Avoir vingt ans chez Corneille
Les femmes au pouvoir au temps de Corneille
Quelle image peut-on avoir de Pierre Corneille lorsque l’on a vingt ans ? Je crains que ce ne soit celle de l’homme qui, courtisant "Marquise", lui écrivait : "Souvenez-vous qu’à mon âge, vous ne vaudrez guère mieux".
Trois siècles plus tard, "Marquise" lui rétorquait par Tristan Bernard et Brassens interposés : "J’ai vingt six ans mon vieux Corneille et je t’emmerde en attendant".
Vingt-six ans ! C’est même à vingt-quatre, en 1630, que le jeune Corneille entame sa carrière d’auteur dramatique. C’est dans la dizaine d’années qui suivra que se situe la jeunesse de Corneille.
Durant ces dix années, il produit essentiellement des comédies, faisant fi de la règle des trois unités, courant de succès en succès jusqu’à L’Illusion comique en 1638 et l’apothéose du Cid en 1637.
La Veuve, troisième pièce de Corneille, date de 1631 : Il a vingt-cinq ans… Ses personnages n’en ont guère plus, ils sont confrontés aux premières émotions amoureuses ; ils aiment ou croient aimer… Platoniquement, passionnellement, charnellement, respectueusement… Une veuve ! Jeune comme celle de La Fontaine ou comme Célimène, débarrassée d’un riche et vieux mari !

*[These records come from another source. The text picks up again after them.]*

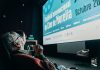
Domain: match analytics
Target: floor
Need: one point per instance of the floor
(81, 65)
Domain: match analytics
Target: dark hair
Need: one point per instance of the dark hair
(20, 32)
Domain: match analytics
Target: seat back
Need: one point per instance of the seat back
(26, 62)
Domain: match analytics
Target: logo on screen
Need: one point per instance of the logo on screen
(48, 6)
(62, 1)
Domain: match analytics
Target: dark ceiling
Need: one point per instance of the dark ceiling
(17, 14)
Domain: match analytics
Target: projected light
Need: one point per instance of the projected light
(70, 21)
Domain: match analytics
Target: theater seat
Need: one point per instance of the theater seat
(26, 62)
(18, 61)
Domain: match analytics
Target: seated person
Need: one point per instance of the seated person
(16, 44)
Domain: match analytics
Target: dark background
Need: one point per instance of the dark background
(26, 15)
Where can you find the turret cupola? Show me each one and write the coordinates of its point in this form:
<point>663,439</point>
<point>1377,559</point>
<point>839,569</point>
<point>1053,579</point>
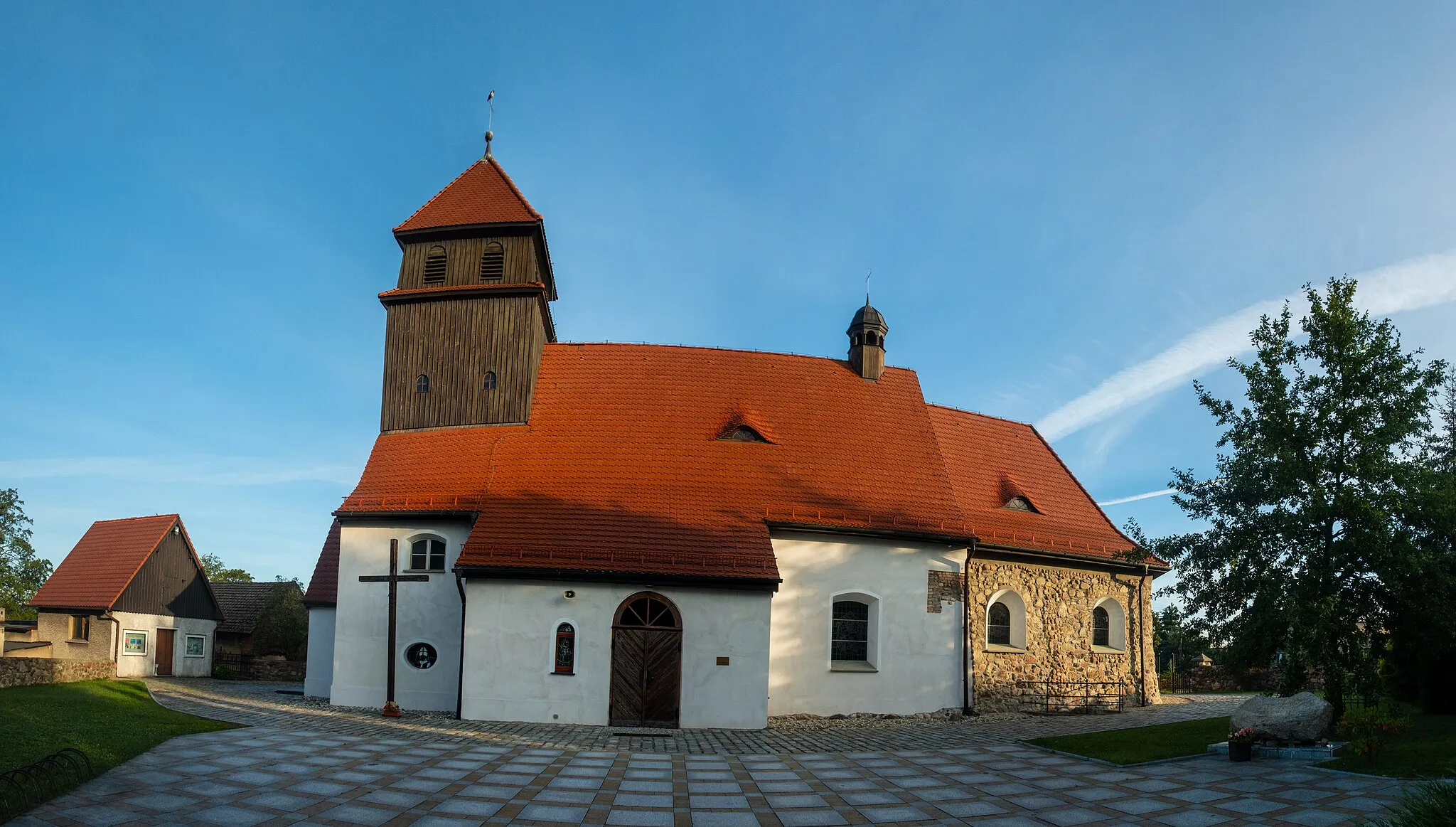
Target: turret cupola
<point>867,343</point>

"Veuve, et qui ne doit plus de respect à personne" s’écrie-t-elle.
Dégagée de l’autorité parentale, dégagée du devoir de chasteté, libre enfin ! Jeunesse dorée, certes, et peu préoccupée des problèmes extérieurs – guerres aux frontières, révoltes paysannes etc. – trichant avec la vie, avec l’amour, se mentant à eux-mêmes dans la joie, la bonne humeur, la truculence…

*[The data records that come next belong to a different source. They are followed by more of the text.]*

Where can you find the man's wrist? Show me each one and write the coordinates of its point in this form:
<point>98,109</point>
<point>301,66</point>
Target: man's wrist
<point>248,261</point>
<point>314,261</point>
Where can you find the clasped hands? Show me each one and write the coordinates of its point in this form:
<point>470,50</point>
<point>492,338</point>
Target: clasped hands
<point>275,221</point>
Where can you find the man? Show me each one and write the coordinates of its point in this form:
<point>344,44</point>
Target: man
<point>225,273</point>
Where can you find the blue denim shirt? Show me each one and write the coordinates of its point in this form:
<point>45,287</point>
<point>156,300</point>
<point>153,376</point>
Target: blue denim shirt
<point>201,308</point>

Tout cela pourrait déboucher sur un drame comme dans Les Tricheurs, film à succès de Marcel Carné à la fin des années cinquante, alors que sévissait la Guerre d’Algérie ! C’est précisément dans ces années cinquante que nous situerons l’action.
Nous sommes loin du "Bonhomme Corneille" chrétien, patriote, attaché aux valeurs traditionnelles, qui, sous l’emprise du "démon de midi" courtisera la Marquise Du Parc, comédienne chez Molière et qui, ironie du sort, deviendra la maîtresse du jeune et séduisant Racine, sans atteindre l’âge de la déchéance que lui prédisait Corneille.
Jean-Louis Bihoreau
Au temps de Corneille, toute une littérature de recueils, biographies et compilations consacrée aux femmes dites "illustres", "fortes" ou "héroïques" a vu le jour. Elle coïncide avec l’influence grandissante des femmes dans la vie politique et littéraire de l’époque.
C’est sous les auspices de ces grandes dames - salonnières, animatrices culturelles mais aussi écrivaines ou mécènes - que Corneille fait ses débuts. Il donne les premières lectures de ses pièces à l’Hôtel de Mme de Rambouillet et reçoit, lors de la querelle du Cid, le soutien de la duchesse d’Aiguillon, nièce de Richelieu.
Il devient surtout l’auteur attitré du mouvement Précieux. Ses admiratrices sont les premières spectatrices du théâtre professionnel en France, qui accueille également, dans la première moitié du XVIIe siècle, ses premières comédiennes. Parmi les lectrices et protectrices de Corneille, notons également la présence de ces Amazones frondeuses qui jouent un rôle politique majeur dans les années 1650.
Rien d’étonnant donc dans le fait que Corneille ait placé au coeur de son théâtre les figures de ces femmes de pouvoir, passées et présentes, qui ont nourri ou soutenu sa création littéraire depuis ses débuts de jeune poète jusqu’à sa mort.
En mettant en scène des régentes et impératrices hantées par la raison d’État ou l’ambition politique, Corneille s’adressait également aux reines et princesses de son temps, ainsi qu’à toutes ses lectrices, mécènes et spectatrices qui se confrontaient à ces modèles ou contre-modèles de gloire féminine.